Using MeiliSearch with Pelican

Date 2020-07-03 Modified 2020-08-24
By Kappa Category webdev
Tags meilisearch search pelican static site generator ssg blog
Estimated Read Time: 14 min read
Ninja Level:

Photo credit: SI Janko Ferlic (Unsplash license)

In my previous post, I mentioned about MeiliSearch. Let's have a short article on how to integrate it with my theme.

Edit: This post was edited for MeiliSearch version 0.13.

Part I: MeiliSearch

Meilisearch is written in Rust. Possible solutions for hosting it are VPS, serverless hosting and docker. Here is the link for official installation guide.

Steps for setting up Rust

Get a release binary from the official web site
Start up the service

./meilisearch-linux-amd64 --db-path ./meili.database --http-addr 0.0.0.0:7700 \
--no-analytics true --no-sentry true --master-key "123-your-own-master-key" \
--env production

There are three keys: master key, public key and private key. Specifying the master key and the public key and private key would be generated. Public key and private key are not shown in the console log if you start it in production mode. There are two ways to get the public key and private key:

Start it as development mode to get the keys from the console log
After starting in production mode, perform a query to get the public and private keys by providing your master key, like below

curl \
-H "X-Meili-API-Key: 123-your-own-master-key"
-X GET 'http://localhost:7700/keys'

Each key has specific usage.

The master key is used for starting the MeiliSearch server
The public key is used by clients to authenticate with master server, for search queries. docs-searchbar.js would use this key
The private key is used by developers to perform administrative tasks for MeiliSearch server. You should use the docs-scraper with this key

Part II: docs-scraper

docs-scraper is written in Python. Here is the link for the official installation guide. It supports installation with pipenv or Docker.

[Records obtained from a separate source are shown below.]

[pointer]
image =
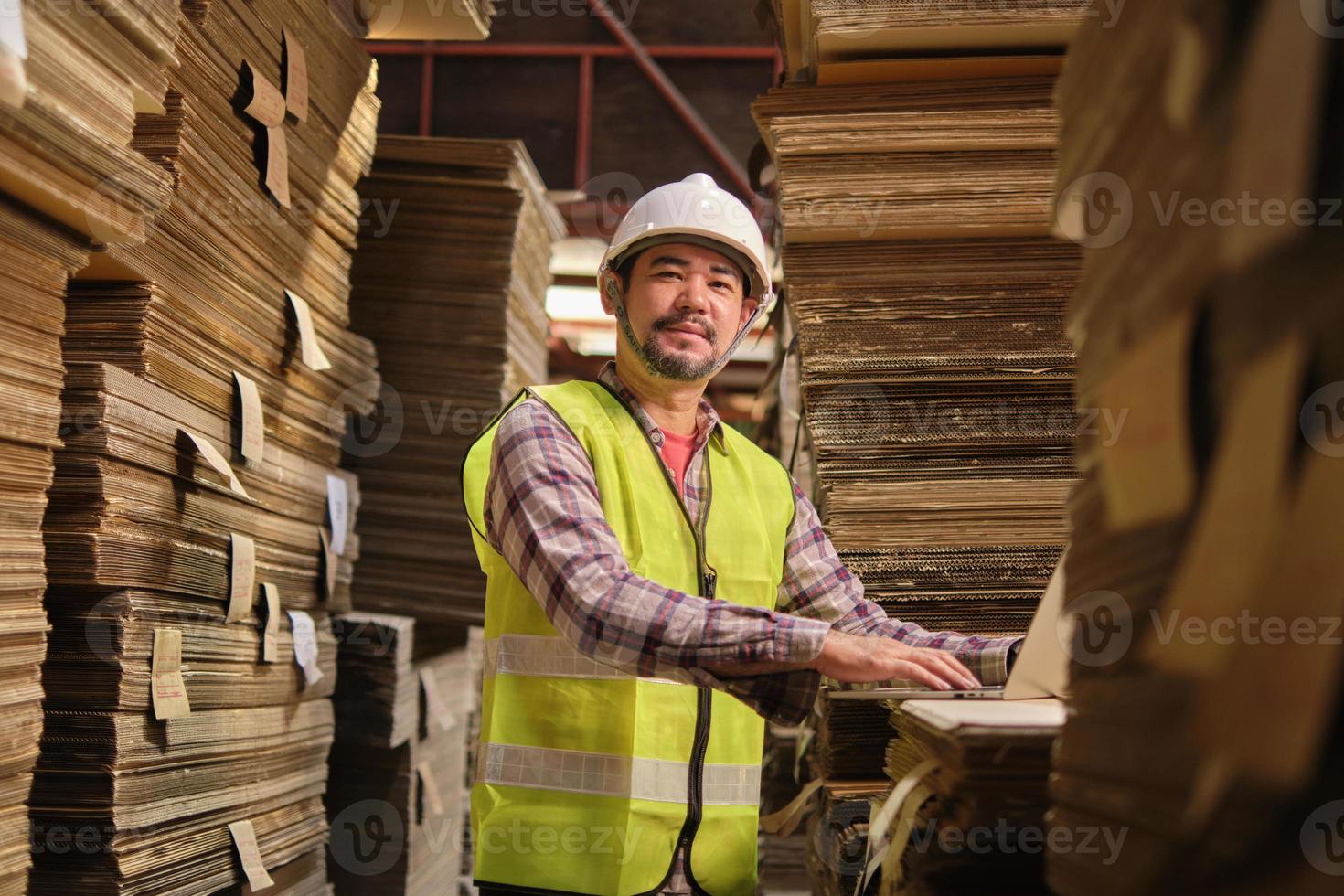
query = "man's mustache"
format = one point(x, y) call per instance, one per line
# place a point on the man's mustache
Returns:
point(675, 320)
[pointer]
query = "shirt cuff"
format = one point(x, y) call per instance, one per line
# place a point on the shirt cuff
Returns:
point(991, 663)
point(798, 638)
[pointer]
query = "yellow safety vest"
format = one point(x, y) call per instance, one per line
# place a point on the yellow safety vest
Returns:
point(589, 778)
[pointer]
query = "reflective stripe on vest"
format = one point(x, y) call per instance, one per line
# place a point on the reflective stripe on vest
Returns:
point(539, 655)
point(608, 775)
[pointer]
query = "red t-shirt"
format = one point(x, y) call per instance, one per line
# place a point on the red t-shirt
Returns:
point(677, 454)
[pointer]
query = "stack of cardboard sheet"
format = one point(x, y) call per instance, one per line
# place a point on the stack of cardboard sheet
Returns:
point(73, 78)
point(847, 40)
point(453, 292)
point(969, 797)
point(420, 19)
point(199, 528)
point(851, 736)
point(837, 835)
point(783, 853)
point(1206, 669)
point(37, 255)
point(398, 769)
point(914, 157)
point(935, 377)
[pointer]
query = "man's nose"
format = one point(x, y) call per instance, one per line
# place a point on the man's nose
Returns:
point(694, 295)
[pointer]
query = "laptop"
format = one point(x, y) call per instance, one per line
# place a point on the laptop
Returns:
point(1040, 669)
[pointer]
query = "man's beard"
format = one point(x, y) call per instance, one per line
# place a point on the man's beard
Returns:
point(672, 366)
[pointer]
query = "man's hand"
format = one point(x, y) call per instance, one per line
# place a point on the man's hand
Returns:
point(860, 660)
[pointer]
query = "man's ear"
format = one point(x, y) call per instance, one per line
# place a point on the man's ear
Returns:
point(609, 292)
point(749, 306)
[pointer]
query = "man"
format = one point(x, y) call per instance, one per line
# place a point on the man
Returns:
point(657, 587)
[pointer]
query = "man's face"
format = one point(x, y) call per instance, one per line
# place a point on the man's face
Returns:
point(684, 304)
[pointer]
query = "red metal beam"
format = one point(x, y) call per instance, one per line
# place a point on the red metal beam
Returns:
point(583, 121)
point(486, 48)
point(680, 105)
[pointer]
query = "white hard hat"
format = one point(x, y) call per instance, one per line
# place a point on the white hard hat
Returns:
point(695, 211)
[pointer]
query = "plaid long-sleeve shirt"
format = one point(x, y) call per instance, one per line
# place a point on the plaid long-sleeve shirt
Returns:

I would use pipenv to use it:

cd ~
python -m venv docs-scraper-venv
source ~/docs-scraper-venv/bin/activate
pip install pipenv
cd ~
git clone https://github.com/meilisearch/docs-scraper.git docs-scraper
cd docs-scraper

# Note:
# The default Pipfile specified Python 3.6 for docs-scraper < v0.10.1
# My distro uses Python 3.8.
# Luckily, I got it working by changing the python version in Pipfile
# from 3.6 to 3.8:
# For docs-scraper version 0.10.1, it had already specified Python version 3.8
[requires]
python_version = "3.8"

# Then run the installation command
pipenv install

# You need to configure these environment variables
export MEILISEARCH_API_KEY=Private-key-configured-in-Part-1
export MEILISEARCH_HOST_URL='http://127.0.0.1:7700'
pipenv run ./docs_scraper <path-to-your-config-file>

Here is a sample config for the docs_scraper.conf that I am using for my website.

{
  "index_uid": "docs",
  "start_urls": [
    "https://www.kappawingman.com"
  ],
  "stop_urls": [
    "https://www.kappawingman.com/archives/",
    "https://www.kappawingman.com/posts/2020/",
    "https://www.kappawingman.com/tags/",
    "https://www.kappawingman.com/categories/",
    "https://www.kappawingman.com/category/",
    "https://www.kappawingman.com/authors/",
    "https://www.kappawingman.com/author/kappa/"
  ],
  "selectors": {
    "lvl0": {
      "selector": ".navbar-nav .active",
      "global": true,
      "default_value": "Kappa ICT Wingman"
    },
    "lvl1": "#content h1",
    "lvl2": "#content h2",
    "text": "#content p, #content li"
  },
  "custom_settings": {
    "synonyms": {
      "static site generator": [
        "ssg"
      ],
      "ssg": [
        "static site generator"
      ]
    },
    "stopWords": [
      "a", "and", "as", "at", "be", "but", "by",
      "do", "does", "doesn't", "for", "from",
      "in", "is", "it", "no", "nor", "not",
      "of", "off", "on", "or",
      "so", "should", "than", "that", "that's", "the",
      "then", "there", "there's", "these",
      "this", "those", "to", "too",
      "up", "was", "wasn't", "what", "what's", "when", "when's",
      "where", "where's", "which", "while", "who", "who's",
      "with", "won't", "would", "wouldn't"
    ]
  },
  "scrap_start_urls": false,
  "nb_hits": 232
}

Thanks to Clémentine, she explained to me about how to configure the docs scraper and provided some reference configuration. The related discussion is in here.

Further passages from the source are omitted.